Come già accennato, in meccanica quantistica, ci sono interpretazioni varie riguardo al ruolo dell'osservatore. Alcune (come l'interpretazione di Copenaghen) enfatizzano il fatto che la misura da parte di un osservatore è fondamentale per determinare lo stato di un sistema.

In conclusione, alcuni filosofi e scienziati hanno argomentato che la coscienza è necessaria per conferire significato a ciò che esiste. Altri sostengono che l'oggettività dell'universo non ha necessariamente bisogno di un soggetto consapevole per essere valida. Io non credo, perché la diade soggetto/oggetto viene prima di tutto. Appare col tutto.

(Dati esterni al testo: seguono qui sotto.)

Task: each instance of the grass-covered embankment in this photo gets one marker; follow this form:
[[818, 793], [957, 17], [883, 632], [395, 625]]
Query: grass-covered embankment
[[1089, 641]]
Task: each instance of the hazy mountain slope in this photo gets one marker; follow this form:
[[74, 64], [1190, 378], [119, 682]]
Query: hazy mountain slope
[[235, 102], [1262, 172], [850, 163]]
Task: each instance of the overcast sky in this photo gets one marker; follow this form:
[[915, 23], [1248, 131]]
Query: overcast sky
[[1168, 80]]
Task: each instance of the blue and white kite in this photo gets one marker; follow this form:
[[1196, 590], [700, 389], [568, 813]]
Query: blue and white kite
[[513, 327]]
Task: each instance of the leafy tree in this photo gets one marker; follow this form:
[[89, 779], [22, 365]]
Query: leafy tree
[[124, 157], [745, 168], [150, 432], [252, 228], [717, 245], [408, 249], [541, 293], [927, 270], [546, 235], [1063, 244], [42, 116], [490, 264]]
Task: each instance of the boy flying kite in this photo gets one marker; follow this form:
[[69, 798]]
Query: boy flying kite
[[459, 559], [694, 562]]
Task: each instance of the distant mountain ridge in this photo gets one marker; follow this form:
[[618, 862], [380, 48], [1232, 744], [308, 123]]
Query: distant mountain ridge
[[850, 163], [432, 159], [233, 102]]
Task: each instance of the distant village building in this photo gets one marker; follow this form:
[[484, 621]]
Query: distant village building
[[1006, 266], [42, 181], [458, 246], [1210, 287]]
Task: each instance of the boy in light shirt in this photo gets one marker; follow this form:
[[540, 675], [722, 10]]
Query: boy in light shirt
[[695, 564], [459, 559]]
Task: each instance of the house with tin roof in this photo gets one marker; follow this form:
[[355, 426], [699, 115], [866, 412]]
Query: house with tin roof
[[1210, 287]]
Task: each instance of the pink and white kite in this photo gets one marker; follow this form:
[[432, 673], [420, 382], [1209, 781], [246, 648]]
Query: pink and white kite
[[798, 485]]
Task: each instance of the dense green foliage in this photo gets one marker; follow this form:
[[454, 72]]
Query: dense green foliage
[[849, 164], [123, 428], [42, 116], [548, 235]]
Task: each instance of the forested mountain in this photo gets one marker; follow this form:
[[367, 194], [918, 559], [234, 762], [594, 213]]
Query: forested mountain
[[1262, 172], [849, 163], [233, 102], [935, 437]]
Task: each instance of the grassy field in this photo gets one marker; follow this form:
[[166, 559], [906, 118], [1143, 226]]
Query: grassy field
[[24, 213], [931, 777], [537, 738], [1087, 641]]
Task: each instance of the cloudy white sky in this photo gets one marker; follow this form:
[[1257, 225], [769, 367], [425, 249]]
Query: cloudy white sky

E se scambiassimo per oggettivo ciò che è in realtà è uno stesso sogno fatto da un gruppo di persone presenti? L' oggettivo non sarebbe allora che un soggettivo condiviso!

Il soggettivo condiviso apparirebbe diverso a un altro gruppo di persone, dotate di una diversa coscienza. Che così sarebbe veramente relativa. Certo, per ora non ne abbiamo incontrate. Ma si può escluderlo? E se i marziani avessero tutti un' altra ora, anzi diversi segnatempo?

Già oggi gruppi diversi di persone hanno convinzioni diverse, soggettive a quel gruppo. E giurerebbero che sono oggettive, la verità . E se i loro orologi segnassero tempi diversi?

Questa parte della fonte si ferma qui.